Jo Johnson, the higher education minister, has already set out the government’s vision for a system where students can move more easily between HE providers without losing credit for the work they have already undertaken.
Now UCAS, the university admissions service, has said it too regards greater “portability of qualifications” as “vital”. A spokesman said last week that it is working on plans to change its website so that students can search for second- and third-year vacancies.
Andrew Norton, HE programme director at the Grattan Institute, an Australian thinktank, says movement between universities there is increasing, with students choosing to transfer “up, down and across the system status hierarchy”, but typically within state boundaries.
Nick Hillman, director of the Higher Education Policy Institute thinktank, says that there could be scope for UK universities to pursue students ruthlessly. “When Birmingham University went public about the fact it was going to make unconditional offers to students there was an outcry in the sector, but then lots of other universities quietly followed suit,” he says. “It is possible that some universities might start aggressively advertising that they will take good second-year students. Again there would be criticism, but others might then follow.”
Emma Pollard, a specialist in higher education at the Institute of Employment Studies who has researched credit transfer for the Department for Education, says: “One of the government’s ambitions for credit transfer was that students could trade up. “They could try higher education, maybe studying at a familiar institution or one with a lower entry tariff or studying at sub-degree level to gain a bit of confidence, and then perhaps consider their options.”

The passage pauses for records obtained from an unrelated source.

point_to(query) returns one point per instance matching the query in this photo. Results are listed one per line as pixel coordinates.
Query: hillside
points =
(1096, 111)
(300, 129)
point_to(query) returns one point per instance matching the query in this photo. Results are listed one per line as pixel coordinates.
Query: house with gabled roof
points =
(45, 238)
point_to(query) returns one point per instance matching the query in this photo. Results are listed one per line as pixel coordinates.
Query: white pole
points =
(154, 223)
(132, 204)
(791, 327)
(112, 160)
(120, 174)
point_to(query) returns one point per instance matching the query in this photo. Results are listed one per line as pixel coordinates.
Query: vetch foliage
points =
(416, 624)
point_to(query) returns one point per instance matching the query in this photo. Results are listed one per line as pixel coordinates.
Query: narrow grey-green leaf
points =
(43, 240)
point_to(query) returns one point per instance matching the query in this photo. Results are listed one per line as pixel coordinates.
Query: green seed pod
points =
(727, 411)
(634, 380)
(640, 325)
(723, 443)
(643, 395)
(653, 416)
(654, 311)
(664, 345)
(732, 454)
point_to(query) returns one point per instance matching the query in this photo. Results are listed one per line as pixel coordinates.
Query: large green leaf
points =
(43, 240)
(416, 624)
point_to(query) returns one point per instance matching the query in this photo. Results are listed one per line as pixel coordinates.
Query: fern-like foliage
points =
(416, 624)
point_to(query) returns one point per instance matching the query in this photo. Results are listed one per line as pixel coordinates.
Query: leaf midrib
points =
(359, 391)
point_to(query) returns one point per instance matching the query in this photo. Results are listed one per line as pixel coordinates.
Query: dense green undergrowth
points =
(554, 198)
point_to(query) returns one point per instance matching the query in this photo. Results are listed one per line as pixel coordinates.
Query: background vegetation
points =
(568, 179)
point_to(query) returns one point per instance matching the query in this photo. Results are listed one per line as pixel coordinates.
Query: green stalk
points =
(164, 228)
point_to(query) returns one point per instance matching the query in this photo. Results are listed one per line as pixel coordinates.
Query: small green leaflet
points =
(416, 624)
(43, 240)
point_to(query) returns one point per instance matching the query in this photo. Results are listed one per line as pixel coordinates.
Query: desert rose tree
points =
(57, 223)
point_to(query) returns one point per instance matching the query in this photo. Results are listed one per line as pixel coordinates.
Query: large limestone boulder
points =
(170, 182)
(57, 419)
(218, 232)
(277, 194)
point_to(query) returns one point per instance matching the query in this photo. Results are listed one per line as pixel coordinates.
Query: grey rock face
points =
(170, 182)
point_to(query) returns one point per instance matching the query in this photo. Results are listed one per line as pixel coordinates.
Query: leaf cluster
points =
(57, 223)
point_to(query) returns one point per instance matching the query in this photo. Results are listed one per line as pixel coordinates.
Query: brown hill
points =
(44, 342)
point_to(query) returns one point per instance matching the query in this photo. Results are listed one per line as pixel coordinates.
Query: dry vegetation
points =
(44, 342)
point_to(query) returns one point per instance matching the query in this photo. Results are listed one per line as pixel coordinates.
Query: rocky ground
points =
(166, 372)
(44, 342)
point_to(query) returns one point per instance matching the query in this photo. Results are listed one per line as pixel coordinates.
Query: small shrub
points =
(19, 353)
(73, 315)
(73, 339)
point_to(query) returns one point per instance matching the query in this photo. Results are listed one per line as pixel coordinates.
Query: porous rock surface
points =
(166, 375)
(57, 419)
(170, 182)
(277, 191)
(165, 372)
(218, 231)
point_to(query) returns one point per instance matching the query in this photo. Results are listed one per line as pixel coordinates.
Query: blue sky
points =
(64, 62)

Ray Brogden, COO of Qualifi a UK regulated Awarding Organisation points out that there is an additional dimension to this, namely the ability for learners who have studied vocationally related higher education qualifications which carry credit values to also move “up, down and across the system”; significantly, across in terms of VRQ to Academic transfer. When combined with the fact that HE VRQs can be studied at a fraction of the University tuition fee costs, it makes a great deal of sense for students to utilise access to Advanced Learner Loans to pay the tuition costs of a Level 4 and/or 5 prior to transferring in to the academic mainstream i.e. the final year of a universities honours degree programme.